While both polycarbonate and ABS are widely used in injection molding, there are some important differences between the two thermoplastics:

Strength and Impact Resistance

  • Polycarbonate exhibits extremely high strength across all temperatures. It maintains glass-like clarity even on impact.
  • ABS offers high impact strength, especially at room temperature. Impact resistance decreases at lower temperatures.

Heat Resistance

  • Polycarbonate retains stiffness and tensile strength at temperatures exceeding 220°F.
  • ABS loses stiffness and tensile strength above 185°F but offers moderate heat resistance.

Chemical Resistance

  • Polycarbonate has poor chemical resistance, compared to other plastics. It dissolves in chlorinated and aromatic hydrocarbons.
  • ABS offers good resistance to aqueous acids, alkalis and salt solutions. It has moderate resistance to oils, greases, alcohols and solvents.


  • Polycarbonate is more expensive than ABS resin. Parts also require higher molding temperatures increasing production costs.
  • ABS is one of the lowest cost engineering thermoplastics. It is easy to process and mold with short cycle times.

For applications requiring optical clarity, extreme impact resistance, and higher heat resistance, polycarbonate is the better choice.

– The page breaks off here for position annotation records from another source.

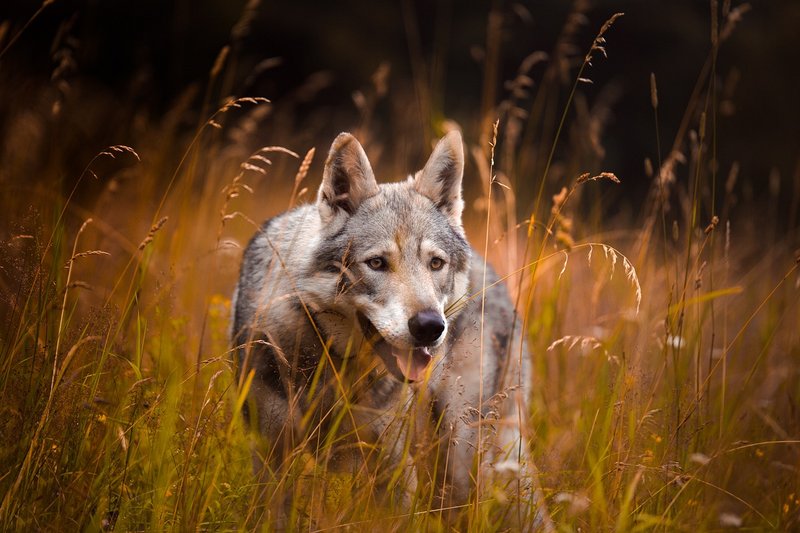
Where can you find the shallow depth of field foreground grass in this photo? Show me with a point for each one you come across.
(666, 338)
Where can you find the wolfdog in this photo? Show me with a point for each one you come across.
(376, 338)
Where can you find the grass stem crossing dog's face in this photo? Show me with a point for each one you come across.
(393, 257)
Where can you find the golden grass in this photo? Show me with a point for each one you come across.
(666, 386)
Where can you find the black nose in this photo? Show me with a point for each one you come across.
(426, 326)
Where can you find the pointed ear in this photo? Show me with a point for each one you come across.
(347, 179)
(440, 180)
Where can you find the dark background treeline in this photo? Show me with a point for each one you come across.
(134, 60)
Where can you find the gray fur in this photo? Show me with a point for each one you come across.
(307, 296)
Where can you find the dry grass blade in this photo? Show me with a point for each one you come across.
(152, 233)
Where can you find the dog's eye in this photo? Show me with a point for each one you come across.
(377, 263)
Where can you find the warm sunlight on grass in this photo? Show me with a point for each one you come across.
(665, 336)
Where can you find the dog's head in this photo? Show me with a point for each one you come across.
(395, 254)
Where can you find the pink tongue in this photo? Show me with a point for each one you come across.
(413, 364)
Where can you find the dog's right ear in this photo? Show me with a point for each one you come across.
(347, 179)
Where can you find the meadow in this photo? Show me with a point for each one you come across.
(665, 334)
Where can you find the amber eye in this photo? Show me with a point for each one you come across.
(437, 263)
(377, 263)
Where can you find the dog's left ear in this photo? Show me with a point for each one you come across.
(440, 180)
(347, 179)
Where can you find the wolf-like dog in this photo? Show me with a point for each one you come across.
(364, 325)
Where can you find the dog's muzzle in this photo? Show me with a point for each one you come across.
(405, 364)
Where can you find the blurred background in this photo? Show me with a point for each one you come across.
(138, 155)
(103, 72)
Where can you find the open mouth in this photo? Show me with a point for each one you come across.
(405, 364)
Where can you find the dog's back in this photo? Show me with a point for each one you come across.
(372, 299)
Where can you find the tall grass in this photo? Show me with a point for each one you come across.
(665, 344)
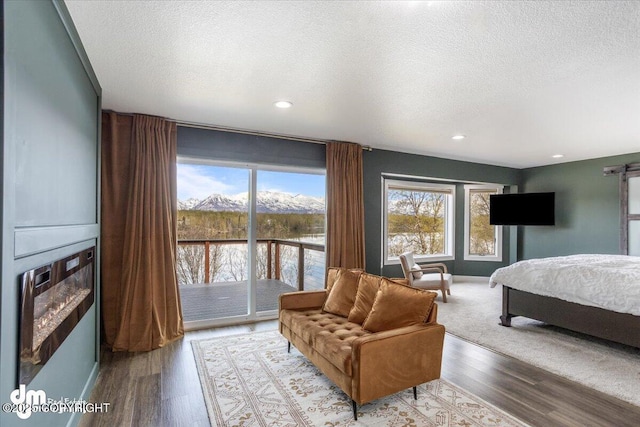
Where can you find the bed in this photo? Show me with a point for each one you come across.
(598, 295)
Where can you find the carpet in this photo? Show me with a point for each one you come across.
(472, 313)
(251, 380)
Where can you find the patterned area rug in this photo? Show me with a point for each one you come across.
(473, 313)
(251, 380)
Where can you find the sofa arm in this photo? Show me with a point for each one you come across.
(389, 361)
(302, 299)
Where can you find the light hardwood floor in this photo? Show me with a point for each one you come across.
(161, 388)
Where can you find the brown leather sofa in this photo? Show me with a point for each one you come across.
(370, 335)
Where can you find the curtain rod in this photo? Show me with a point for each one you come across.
(257, 133)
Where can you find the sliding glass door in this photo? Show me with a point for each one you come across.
(213, 250)
(246, 235)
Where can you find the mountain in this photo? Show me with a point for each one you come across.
(187, 204)
(268, 202)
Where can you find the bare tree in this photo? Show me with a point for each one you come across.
(416, 221)
(482, 233)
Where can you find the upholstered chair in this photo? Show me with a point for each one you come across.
(432, 276)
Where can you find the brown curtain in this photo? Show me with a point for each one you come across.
(345, 206)
(140, 301)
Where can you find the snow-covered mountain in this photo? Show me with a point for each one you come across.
(187, 204)
(268, 202)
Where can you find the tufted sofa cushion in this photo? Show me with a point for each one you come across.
(332, 336)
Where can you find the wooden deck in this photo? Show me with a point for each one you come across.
(225, 299)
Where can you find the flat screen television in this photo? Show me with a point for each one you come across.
(522, 209)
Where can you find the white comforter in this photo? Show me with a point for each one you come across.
(611, 282)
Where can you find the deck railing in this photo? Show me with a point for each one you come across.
(274, 254)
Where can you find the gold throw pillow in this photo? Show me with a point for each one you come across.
(366, 295)
(343, 293)
(397, 306)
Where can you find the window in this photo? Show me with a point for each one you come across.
(418, 217)
(482, 241)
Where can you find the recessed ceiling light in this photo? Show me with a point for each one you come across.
(283, 104)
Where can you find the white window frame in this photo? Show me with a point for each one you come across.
(497, 257)
(449, 244)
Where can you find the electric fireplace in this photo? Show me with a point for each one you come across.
(54, 298)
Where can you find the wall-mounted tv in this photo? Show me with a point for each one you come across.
(522, 209)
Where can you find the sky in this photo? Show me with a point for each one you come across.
(200, 181)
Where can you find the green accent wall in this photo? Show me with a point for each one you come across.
(50, 189)
(587, 208)
(379, 162)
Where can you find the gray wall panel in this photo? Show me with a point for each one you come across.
(587, 208)
(378, 162)
(50, 152)
(54, 119)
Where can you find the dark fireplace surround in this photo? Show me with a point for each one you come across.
(54, 297)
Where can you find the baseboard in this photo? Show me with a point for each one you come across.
(477, 279)
(86, 394)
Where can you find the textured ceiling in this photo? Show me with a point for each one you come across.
(522, 80)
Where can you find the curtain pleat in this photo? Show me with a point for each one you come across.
(140, 299)
(345, 206)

ABS provides the best balance between cost and mechanical properties for more consumer-focused products not requiring transparency.

Injection Molding Process

While polycarbonate and ABS have different properties and applications, the basic injection molding process used is similar for both plastics:

  1. Clamping – The two halves of the injection mold are securely clamped together to prevent leakage during injection.
  2. Injection – Plastic pellets are gravity fed from a hopper into the injection barrel where they are heated to reach a molten state. A reciprocating screw piston then forces the molten plastic at high pressure into the mold cavity.
  3. Cooling – Cooling channels circulate water to cool and solidify the molded parts. Polycarbonate typically requires higher melt and mold temperatures than ABS.
  4. Ejection – After adequate cooling time, the mold opens and parts are ejected by ejector pins. The mold closes and the process repeats.

Precisely controlling variables like melt temperature, injection rate, pressure, and cooling time is key to producing high quality, consistent parts with fast cycle times. The mold tool is also carefully designed with draft angles and ejector pin placement to optimize flow and part ejection.


Polycarbonate and ABS both offer unique benefits making them highly versatile materials for injection molding. Polycarbonate provides optical clarity, extreme strength and heat resistance needed for specialty applications. ABS delivers a winning balance of strength, rigidity, impact toughness, and affordability ideal for mass-produced consumer products. With sound mold design and control of key process parameters, manufacturers can leverage polycarbonate and ABS injection molding to efficiently produce high quality plastic components.